The region subsequently came under the Kurmanchal kingdom, which had its capital first at Jyotirmath and then at Karikeyapura (Modern day Baijnath) in the Katyur Valley. The Group of Temples at Kasni village (3 km from city centre) were built in 11th century during the rule of Katyuri kings.

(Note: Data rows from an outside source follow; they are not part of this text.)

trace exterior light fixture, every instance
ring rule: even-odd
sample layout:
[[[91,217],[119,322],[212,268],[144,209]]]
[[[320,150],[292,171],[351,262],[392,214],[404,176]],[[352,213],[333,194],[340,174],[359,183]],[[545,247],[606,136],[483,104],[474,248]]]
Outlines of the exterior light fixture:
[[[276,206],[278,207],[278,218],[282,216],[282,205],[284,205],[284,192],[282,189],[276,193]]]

Upon the disintegration of the Katyuris and fall of the kingdom in 13th century, Pithoragarh came under the rule of Bam kings of Saur. The Bam kings were vassals to the Raikas of Doti and were a branch of the Katyuri kings. They had their capital at Udaipur near Pithoragarh, However, the Rajas used to come down to Rameshwar and Bailorkol during the winter months. The Bam kings, who ruled over Saur were:

1. Karakil Bam
2. Kakil Bam
3. Chanari Bam
4. Arki Bam
5. Jnani Bam
6. Shakti Bam
7. Vijai Bam
8. Hari Bam

In the fifteenth century, King Bharti Chand of Champawat amassed a huge army, and started plundering and killing in the regions ruled by the Doti Kings. This resulted in a war, which lasted for 12 years, and ended with a victory for the Chands. After the death of Bharti Chand in 1462, Nagmalla, the king of Doti attacked his son, Ratna Chand, who was successful in defending himself. Nagmalla was killed in the war and the Bams became feudatories of the Chands. The pargana of Saur came under direct control of the Kingdom of Kumaon in the sixteenth century during the rule of King Balo Kalyan Chand, when it was given to him by the Raika king of Doti as a dowry for marrying his daughter.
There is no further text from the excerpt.